His father, Charles Hopson, was a long-time law enforcement officer, working as an investigator for the Franklin County District Attorney’s office and serving as chief of police in South Pittsburg.
“I started filling in as a dispatcher when I was 15,” Hopson recalled. “Back then, we had one full-time dispatcher; I’d work for him when he was out or on vacation.
“That was my thing – I wanted to be in law enforcement.”
Dispatching duties were a little slower than they are today with only one radio to monitor during those days.
In 1975, Hopson got the opportunity to fulfill his dream of becoming a police officer when he was hired by Fayetteville Police Department.
The job was much different back then than it is today. As a patrolman, Hopson did everything from checking doors at night to writing parking tickets, and even investigating his first homicide case as a shift investigator six months into his career.
“The first radio we had was so big it was like a brick,” he recalled of his early patrol days. “You could hear it, but you’d have to stop and raise the antenna, which was about three feet tall, to talk.”
Over his career, Hopson, who has most recently served as director of the E-911 Communications Center, has witnessed first-hand the tremendous changes that have taken place in law enforcement, especially in the area of technology.
“Technology has gotten smaller, more compact and more user friendly,” he said.
When Hopson was monitoring one radio as a 15-year-old dispatcher, he couldn’t imagine that one day he’d be helping to implement a simulcast system that allows deputies to communicate via portable radio from rural areas of the county, areas where at one time there was no communication, even by patrol car radio.
Hopson’s career has taken him from patrol officer to patrol sergeant, to investigator for 16 years, shift captain, administrator and eventually director of the E-911 Communications Center.
He retires as a police officer, his first love – “I started off as a police officer and end as a police officer.”
Throughout his career, Hopson has been influenced by longtime law enforcement officers here – Chiefs V.D. Warren , T.C. Counts and Tom Barnes, as well as Sheriff Tom Bean, whom he describes as “just like a daddy to me.”
While this week will be his last on the job, Hopson said he’ll still be around, helping with radio programming and continuing work with the Tennessee Law Enforcement Training Officers Association (TLETOA), which recently granted him a lifetime membership.
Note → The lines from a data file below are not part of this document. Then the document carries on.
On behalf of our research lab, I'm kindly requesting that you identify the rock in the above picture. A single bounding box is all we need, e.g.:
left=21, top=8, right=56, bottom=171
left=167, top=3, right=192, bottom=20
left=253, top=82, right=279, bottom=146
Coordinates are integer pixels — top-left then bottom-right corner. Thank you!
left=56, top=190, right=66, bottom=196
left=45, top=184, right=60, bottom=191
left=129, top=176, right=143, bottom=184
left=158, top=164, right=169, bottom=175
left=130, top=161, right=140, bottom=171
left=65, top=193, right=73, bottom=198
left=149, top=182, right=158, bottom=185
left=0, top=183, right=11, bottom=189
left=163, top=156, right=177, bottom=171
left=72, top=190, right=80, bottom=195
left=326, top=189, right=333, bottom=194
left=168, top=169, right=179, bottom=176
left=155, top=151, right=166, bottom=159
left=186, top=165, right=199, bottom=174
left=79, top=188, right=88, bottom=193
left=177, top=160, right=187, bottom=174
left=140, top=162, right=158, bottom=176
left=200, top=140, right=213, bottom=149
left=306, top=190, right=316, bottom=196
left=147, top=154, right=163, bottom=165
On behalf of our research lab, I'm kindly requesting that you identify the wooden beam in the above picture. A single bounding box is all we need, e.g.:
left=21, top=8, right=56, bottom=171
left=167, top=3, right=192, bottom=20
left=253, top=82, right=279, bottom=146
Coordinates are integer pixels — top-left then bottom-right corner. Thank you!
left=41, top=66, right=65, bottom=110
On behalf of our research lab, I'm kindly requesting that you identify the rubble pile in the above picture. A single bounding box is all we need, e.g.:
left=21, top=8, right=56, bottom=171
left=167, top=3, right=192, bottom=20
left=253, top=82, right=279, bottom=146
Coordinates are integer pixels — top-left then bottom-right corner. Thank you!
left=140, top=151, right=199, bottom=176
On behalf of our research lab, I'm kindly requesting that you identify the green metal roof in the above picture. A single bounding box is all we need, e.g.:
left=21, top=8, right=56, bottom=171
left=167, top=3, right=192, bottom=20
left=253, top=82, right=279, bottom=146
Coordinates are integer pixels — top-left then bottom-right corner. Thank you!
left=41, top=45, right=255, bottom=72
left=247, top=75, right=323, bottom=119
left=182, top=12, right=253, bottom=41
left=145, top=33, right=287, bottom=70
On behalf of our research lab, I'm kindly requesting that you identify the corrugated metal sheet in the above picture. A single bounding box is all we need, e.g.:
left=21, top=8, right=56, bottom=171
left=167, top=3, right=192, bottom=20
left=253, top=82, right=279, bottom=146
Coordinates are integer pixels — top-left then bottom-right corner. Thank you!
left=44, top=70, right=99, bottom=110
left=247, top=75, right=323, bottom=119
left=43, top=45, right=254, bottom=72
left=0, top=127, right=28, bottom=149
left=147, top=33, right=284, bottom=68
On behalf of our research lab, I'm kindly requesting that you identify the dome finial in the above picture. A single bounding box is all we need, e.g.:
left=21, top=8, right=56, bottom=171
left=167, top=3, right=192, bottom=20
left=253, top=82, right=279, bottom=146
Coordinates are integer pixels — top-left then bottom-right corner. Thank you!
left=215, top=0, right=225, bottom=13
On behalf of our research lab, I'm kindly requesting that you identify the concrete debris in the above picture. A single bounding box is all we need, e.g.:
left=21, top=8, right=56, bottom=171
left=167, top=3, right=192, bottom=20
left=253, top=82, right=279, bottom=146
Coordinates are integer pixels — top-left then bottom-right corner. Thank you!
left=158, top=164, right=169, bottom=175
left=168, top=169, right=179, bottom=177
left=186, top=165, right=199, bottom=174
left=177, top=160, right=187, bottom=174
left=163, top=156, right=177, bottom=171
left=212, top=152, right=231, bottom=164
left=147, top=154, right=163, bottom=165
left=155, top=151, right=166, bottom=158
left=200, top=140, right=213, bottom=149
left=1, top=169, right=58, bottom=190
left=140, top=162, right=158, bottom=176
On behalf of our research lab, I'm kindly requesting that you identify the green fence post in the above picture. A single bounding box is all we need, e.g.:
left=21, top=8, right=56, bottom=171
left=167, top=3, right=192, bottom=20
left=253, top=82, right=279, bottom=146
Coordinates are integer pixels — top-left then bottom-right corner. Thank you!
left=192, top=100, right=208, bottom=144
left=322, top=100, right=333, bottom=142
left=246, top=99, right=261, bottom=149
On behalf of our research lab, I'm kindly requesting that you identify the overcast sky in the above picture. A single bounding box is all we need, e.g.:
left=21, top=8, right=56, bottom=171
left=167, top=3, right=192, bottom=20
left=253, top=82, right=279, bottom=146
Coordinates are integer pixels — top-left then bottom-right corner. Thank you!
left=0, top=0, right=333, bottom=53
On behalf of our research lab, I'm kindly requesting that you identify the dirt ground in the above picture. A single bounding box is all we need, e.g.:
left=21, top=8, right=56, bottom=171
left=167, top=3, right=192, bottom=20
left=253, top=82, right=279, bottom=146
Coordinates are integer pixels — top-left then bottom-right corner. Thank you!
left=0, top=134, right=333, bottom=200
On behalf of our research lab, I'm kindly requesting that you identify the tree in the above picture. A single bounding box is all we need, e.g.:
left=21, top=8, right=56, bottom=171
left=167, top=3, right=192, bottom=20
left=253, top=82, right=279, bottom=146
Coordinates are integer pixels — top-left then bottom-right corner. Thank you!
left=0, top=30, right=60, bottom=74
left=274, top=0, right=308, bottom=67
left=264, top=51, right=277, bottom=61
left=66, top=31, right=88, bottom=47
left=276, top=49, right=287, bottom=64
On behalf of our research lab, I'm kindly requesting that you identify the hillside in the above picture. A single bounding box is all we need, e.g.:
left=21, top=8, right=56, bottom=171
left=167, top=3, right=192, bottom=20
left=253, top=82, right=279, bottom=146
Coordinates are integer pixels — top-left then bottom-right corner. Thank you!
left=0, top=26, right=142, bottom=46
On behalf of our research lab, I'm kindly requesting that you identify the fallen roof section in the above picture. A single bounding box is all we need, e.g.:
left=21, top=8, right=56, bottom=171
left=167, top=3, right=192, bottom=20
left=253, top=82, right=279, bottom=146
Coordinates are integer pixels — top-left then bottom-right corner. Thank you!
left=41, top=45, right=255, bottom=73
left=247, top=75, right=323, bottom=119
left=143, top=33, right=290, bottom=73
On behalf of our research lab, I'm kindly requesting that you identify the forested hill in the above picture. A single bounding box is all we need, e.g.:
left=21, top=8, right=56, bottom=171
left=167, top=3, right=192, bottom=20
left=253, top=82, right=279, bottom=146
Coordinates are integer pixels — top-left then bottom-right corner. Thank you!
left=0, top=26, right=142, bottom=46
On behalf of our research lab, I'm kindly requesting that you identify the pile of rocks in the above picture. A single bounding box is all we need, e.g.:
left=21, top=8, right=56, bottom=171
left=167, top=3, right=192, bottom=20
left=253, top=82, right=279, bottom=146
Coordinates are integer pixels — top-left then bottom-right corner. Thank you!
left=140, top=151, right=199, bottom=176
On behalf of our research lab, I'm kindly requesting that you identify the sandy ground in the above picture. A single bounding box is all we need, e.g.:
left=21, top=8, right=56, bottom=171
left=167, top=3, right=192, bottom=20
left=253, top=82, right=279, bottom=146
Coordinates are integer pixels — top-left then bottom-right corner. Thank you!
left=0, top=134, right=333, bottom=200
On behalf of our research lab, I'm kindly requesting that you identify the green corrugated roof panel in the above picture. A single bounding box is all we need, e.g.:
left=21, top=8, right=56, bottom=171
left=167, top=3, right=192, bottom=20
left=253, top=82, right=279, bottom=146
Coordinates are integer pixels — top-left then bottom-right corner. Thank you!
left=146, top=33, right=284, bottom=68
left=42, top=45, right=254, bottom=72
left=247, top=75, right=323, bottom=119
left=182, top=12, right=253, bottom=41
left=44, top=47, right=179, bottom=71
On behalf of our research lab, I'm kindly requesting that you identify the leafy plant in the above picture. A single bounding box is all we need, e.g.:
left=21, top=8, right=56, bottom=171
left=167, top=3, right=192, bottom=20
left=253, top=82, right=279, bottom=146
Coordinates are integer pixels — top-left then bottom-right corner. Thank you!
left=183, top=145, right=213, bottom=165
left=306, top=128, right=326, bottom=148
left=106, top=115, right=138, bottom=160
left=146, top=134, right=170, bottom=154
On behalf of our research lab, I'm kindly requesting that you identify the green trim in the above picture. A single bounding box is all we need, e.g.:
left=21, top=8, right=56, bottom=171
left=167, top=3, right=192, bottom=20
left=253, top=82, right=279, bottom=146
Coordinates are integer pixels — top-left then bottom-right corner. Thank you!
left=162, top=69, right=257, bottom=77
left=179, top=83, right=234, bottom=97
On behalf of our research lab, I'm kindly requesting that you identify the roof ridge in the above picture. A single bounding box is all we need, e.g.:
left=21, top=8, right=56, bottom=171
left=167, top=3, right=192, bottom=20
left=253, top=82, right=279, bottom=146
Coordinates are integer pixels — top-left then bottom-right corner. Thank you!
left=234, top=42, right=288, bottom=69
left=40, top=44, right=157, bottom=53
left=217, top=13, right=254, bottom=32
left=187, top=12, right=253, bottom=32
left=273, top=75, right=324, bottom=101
Hopson has served as training officer here since around 1986.
“I hope to still be able to help with that,” he said of working with TLETOA.
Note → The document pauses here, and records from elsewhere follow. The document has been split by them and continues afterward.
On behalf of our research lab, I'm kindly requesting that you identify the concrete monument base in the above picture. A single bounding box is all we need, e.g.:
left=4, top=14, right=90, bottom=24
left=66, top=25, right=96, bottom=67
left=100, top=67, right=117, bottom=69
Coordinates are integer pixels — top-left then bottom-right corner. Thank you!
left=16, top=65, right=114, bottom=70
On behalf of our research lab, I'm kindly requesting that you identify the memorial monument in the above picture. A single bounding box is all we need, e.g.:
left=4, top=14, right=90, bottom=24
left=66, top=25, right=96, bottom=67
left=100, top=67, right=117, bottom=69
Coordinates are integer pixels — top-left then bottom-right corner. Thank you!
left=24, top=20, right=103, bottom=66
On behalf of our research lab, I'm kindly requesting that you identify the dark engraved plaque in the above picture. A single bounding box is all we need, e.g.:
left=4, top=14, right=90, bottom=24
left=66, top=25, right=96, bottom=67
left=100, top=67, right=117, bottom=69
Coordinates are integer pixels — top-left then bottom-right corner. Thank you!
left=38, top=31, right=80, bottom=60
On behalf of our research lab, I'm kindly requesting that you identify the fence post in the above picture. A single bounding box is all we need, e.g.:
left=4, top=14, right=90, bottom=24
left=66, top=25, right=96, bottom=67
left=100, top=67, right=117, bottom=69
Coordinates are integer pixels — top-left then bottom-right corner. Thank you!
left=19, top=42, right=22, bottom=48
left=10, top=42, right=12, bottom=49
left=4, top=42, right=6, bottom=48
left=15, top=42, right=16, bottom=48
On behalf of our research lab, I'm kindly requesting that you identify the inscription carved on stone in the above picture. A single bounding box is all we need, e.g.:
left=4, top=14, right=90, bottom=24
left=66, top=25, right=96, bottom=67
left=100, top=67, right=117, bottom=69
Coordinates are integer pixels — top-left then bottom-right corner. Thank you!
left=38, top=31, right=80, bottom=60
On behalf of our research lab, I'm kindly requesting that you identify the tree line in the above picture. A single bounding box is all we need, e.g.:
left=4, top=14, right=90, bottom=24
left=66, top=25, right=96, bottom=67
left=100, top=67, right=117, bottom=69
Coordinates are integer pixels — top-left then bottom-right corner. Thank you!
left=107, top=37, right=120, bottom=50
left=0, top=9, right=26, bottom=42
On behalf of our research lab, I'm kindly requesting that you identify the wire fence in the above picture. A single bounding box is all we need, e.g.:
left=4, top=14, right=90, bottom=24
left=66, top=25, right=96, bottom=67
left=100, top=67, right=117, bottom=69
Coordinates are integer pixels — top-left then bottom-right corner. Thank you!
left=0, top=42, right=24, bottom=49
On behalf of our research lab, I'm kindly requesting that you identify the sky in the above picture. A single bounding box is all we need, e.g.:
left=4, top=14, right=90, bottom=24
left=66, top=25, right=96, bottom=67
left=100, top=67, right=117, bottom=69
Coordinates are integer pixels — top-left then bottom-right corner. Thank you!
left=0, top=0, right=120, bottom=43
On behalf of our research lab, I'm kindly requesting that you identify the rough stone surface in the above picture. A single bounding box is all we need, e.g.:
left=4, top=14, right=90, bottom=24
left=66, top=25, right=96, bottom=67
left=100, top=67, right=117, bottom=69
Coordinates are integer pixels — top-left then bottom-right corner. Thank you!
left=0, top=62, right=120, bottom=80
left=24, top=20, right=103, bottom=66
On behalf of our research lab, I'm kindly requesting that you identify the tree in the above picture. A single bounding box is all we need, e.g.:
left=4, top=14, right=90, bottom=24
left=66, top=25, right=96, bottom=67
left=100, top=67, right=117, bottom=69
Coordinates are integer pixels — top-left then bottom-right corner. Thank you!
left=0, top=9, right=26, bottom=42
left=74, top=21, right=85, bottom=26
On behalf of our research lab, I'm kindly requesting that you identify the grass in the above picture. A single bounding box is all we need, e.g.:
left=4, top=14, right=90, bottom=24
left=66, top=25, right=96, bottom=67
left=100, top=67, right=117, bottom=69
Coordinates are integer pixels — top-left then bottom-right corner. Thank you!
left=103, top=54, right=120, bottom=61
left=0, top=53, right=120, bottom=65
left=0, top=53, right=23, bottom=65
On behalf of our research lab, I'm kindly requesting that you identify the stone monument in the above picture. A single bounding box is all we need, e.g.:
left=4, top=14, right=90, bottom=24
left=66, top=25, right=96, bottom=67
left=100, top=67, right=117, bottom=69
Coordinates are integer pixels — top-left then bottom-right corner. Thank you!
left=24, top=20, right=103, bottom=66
“I don’t plan on getting out of public safety all together,” he said, noting he will continue work with SKYWARN and ham radio here.
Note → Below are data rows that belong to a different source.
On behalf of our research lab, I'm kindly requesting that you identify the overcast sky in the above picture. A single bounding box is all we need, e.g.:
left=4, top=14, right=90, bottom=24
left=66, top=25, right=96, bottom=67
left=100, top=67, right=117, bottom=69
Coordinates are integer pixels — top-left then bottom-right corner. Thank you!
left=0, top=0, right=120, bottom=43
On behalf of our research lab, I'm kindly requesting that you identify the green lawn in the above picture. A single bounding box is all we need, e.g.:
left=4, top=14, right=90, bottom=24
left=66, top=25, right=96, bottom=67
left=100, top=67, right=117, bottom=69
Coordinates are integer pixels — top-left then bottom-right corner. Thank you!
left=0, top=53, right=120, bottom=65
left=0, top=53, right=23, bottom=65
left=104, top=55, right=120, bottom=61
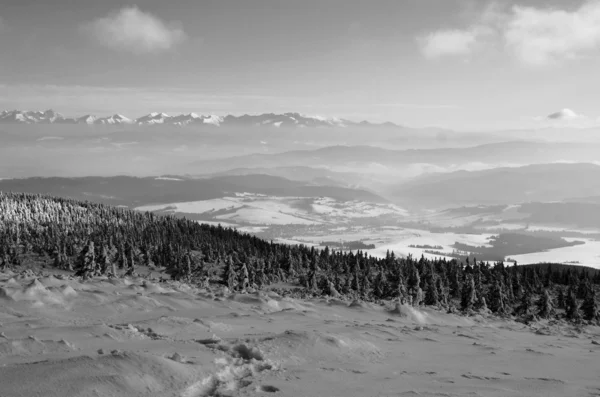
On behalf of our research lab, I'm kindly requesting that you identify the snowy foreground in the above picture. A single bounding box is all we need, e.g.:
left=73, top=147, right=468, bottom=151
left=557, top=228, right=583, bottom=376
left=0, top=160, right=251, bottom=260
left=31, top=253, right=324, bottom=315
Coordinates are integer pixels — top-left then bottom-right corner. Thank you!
left=0, top=273, right=600, bottom=397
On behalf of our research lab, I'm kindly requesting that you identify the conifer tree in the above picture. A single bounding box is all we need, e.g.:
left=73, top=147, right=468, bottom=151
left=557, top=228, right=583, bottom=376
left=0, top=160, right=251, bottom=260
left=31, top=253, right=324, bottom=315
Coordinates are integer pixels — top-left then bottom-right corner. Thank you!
left=581, top=288, right=600, bottom=321
left=515, top=288, right=534, bottom=317
left=460, top=275, right=477, bottom=312
left=537, top=288, right=555, bottom=319
left=565, top=290, right=583, bottom=323
left=75, top=240, right=96, bottom=280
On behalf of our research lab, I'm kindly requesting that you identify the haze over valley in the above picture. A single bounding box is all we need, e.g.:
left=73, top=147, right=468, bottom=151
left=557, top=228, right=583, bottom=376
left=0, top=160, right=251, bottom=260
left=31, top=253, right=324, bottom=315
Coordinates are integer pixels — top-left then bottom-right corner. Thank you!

Hopson’s retirement plans include “catching up on about 38 years of stuff around the house,” he said.
Additionally, he plans to help care for his three young grandsons, Luke, Eli and Caleb, and spend more time with his wife, Nancy, and son and daughter-in-law, Tommy and Jenny Hopson.
“I enjoyed every day working out on the streets with the citizens,” he said, describing the most rewarding aspect of his long career.
“There have been a lot of hard things to deal with over the years, but I appreciate those people I’ve dealt with. I’ve made a bunch of friends over the years, even with writing tickets and putting people in jail.
“I’ve enjoyed every minute of dealing with the people.”